Because I pseudo promised I’d do this:
This is the bit of blueprint that I was using to test with forward vector. In this case I was moving a pawn forward 500 units.

As to the ellipsoid center it is not far from where this test pawn is at on the editor but it is:

Lat: 30.038526
Lon: -85.525716
H: 3.000000
Scale is default (100)

Tinkered briefly with the pitch,roll,yaw in the world anchor component of the actor and almost convinced that I was “doing it wrong” and I should be setting the incoming pitch, roll and yaw through the anchor and not directly to the pawn. Will have to explore that more to be sure.

Hey @BDelacroix, sorry for the delay! I have been out of office since last week. :pensive:

Thanks for including the screenshot of your Blueprint. Admittedly, I’m playing catchup right now, but I will dedicate some time to check the math and get back to you with an informed answer. Thank you for your patience :pray:

I got around it by just rotating by 90 degrees.
Further digging I see that the aircraft model is 90 degrees off, but apparently because the bones and animation settings are set with +Y as forward.
I don’t know enough to start messing around with animations to set it all right so I’ve put this problem off for some other time.

I believe that if I could rotate the animations with +X as forward I could just use +X forward as normal and all would be well.

My first try at exporting, rotating and importing the model ended up with plane parts all over the place at all wrong rotation angles. So, I put it all back.

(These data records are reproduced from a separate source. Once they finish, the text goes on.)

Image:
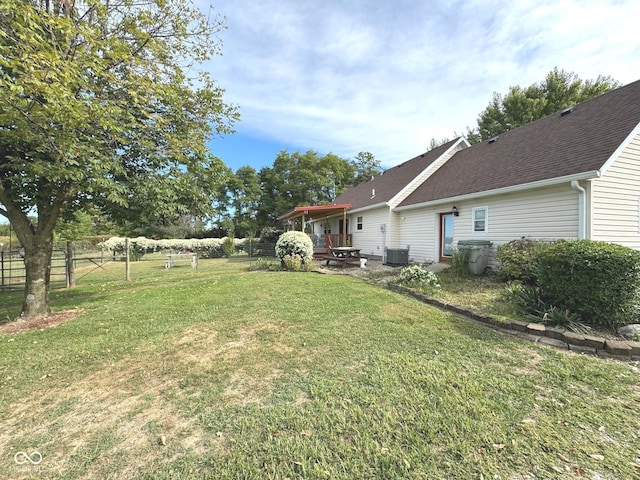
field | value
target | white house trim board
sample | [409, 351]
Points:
[427, 172]
[499, 191]
[614, 156]
[369, 207]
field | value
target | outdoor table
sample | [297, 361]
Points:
[181, 257]
[343, 255]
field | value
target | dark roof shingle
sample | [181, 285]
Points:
[392, 181]
[555, 146]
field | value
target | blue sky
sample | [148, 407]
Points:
[387, 77]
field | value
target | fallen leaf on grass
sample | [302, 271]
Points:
[563, 458]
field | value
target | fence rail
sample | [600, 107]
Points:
[13, 275]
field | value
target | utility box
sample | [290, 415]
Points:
[479, 251]
[397, 256]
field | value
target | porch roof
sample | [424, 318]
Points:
[315, 212]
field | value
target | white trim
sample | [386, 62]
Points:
[486, 220]
[614, 156]
[435, 165]
[582, 212]
[638, 214]
[368, 207]
[498, 191]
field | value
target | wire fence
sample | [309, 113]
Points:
[69, 266]
[13, 274]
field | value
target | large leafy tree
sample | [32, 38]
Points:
[243, 189]
[559, 90]
[101, 104]
[301, 179]
[366, 167]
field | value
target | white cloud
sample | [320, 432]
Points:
[386, 77]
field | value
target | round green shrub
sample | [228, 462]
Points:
[598, 281]
[295, 243]
[418, 276]
[519, 259]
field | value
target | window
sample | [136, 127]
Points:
[480, 216]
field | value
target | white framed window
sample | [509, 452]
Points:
[480, 219]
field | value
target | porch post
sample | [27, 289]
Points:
[344, 227]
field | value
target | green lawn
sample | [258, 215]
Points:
[223, 373]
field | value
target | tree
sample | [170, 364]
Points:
[557, 91]
[301, 179]
[101, 104]
[244, 193]
[366, 167]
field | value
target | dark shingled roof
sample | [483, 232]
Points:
[392, 181]
[555, 146]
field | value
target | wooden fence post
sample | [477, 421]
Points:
[71, 268]
[127, 266]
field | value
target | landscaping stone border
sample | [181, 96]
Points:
[539, 333]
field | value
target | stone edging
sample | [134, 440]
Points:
[538, 333]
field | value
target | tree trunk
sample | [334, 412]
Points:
[37, 262]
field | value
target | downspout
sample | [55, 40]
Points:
[582, 217]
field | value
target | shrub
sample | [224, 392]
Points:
[528, 300]
[598, 281]
[419, 277]
[519, 259]
[557, 317]
[460, 261]
[294, 263]
[297, 243]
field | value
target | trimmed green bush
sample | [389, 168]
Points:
[418, 276]
[598, 281]
[460, 261]
[295, 243]
[519, 259]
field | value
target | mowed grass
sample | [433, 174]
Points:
[223, 373]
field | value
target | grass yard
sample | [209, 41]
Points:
[222, 373]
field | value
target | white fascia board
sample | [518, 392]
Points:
[368, 207]
[619, 150]
[412, 184]
[499, 191]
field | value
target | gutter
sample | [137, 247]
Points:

So for now, I’m just living with using a 90 degree rotation from directional vectors, but if you see something obvious it would be appreciated.

Hi @BDelacroix,

Unreal Engine uses a left-handed coordinate system where +X is forward, +Y is right, and +Z is up. So for your model, you would have to convert between the model coordinate system and Unreal’s, which is especially important if your model uses a right-handed coordinate system.

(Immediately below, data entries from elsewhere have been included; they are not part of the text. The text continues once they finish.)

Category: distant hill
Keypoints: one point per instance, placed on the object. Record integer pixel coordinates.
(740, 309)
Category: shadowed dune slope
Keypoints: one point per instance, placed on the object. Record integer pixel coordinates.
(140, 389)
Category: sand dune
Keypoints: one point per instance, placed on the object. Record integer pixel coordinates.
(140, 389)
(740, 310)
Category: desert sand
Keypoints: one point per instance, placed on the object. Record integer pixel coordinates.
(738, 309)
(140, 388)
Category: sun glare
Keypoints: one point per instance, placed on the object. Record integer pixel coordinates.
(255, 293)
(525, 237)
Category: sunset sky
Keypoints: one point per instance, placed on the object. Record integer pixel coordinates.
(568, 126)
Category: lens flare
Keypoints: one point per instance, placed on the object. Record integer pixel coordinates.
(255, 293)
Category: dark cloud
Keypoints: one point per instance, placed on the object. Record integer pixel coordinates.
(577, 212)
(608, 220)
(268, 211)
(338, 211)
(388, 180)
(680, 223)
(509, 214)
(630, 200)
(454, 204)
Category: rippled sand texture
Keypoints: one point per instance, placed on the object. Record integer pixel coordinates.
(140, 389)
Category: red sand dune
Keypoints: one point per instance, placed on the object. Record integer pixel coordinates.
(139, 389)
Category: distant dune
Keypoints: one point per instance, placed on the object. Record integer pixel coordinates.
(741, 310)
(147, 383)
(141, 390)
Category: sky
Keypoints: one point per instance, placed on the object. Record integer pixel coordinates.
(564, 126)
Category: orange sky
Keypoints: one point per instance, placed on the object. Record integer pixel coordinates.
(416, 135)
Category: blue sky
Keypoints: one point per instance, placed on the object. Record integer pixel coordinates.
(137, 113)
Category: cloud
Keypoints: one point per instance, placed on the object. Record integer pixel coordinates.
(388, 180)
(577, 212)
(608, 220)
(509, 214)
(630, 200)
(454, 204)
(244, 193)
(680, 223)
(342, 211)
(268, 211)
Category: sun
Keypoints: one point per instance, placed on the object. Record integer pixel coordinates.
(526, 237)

A counter-clockwise 90 degree rotation around the Z axis does make +Y forward, but now the right vector points in the -X direction. My 3D math is rusty, but there may be additional steps you have to do depending on the model’s true coordinate system, and that may be impacting how it is treating the “forward” vector.

So my current suggestion is to double-check that this misalignment (between Unreal and your model) is resolved correctly. Let me know how that goes and we can further troubleshoot from there. :smile:

I am in agreement. At this point I believe it would be a matter of just turning the model in blender or whatever and reimporting. I tried that but now the problem is the animations are all wrong so this is an issue I’ll have to leave until I or someone else learns how to manipulate the animations.

Thanks for your help.

I have managed to turn the models such that the actor axis is correct now. I can’t explain exactly how. Internal to the actor the models are still Y forward but that doesn’t matter so much as the overall actor treats the +X for forward. This will let the flight vector on the hud work as well as other things.

Thanks for your patience. Now it is on me to figure out exactly how I stumbled into getting the alignments right so that others don’t have to struggle.